Zotac CI323 crashes / shuts down / sleeps / turns off nics unexpectately



  • I have a Zotac CI323 directly running PfSense 2.4.3-p1 on SSD. It was running without any trouble until recently. Without any configuration change and after running for at least 3 week successfully, now the Zotac seems to crash without notice every few minutes or hours.

    Sympthoms:

    • PfSense starts normally: everything is working fine
    • After 15 minutes the NICs lights turn off, PfSense is not reachable anymore. The power led on the Zotac remains green. Nothing is being logged anymore in the PfSense logs and I cannot find clues that PfSense started a shutdown or encountered a problem. (NB. after a BIOS update the 15 minutes are extended to 1-3 hours before crash)
    • When I press the power button (while on green led) the Zotac gives a boot-sound and it boots normally: the cycle repeats itself

    I have tried many things to find the problem:

    • updating the BIOS (now I have some extra time before a crash)
    • using the 1.94 Realtek drivers
    • turning off all VPN services
    • disable offloading
    • disable use of AES-NI
    • act as if the WAN is always online
    • running without a WAN cable connected

    Nothing solved the problem.

    Temperatures of the Zotac are below 50C. So overheating shouldn't be the problem.
    Does anyone have a clue what I can do next?
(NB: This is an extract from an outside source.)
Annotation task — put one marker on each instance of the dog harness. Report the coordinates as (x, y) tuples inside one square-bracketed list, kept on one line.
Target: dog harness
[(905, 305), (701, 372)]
  • Any error messages in the console or syslog? With the information you provided all that can be said is: get better hardware.



  • Nope, after boot the only logging is a php-fpm message about me logging in to web portal (when I do so). The DHCP logging continues until the crash, providing leases without any problems and then there is silence...



  • @martinnl said in Zotac CI323 crashes / shuts down / sleeps / turns off nics unexpectately:

    Nope, after boot the only logging is a php-fpm message about me logging in to web portal (when I do so). The DHCP logging continues until the crash, providing leases without any problems and then there is silence...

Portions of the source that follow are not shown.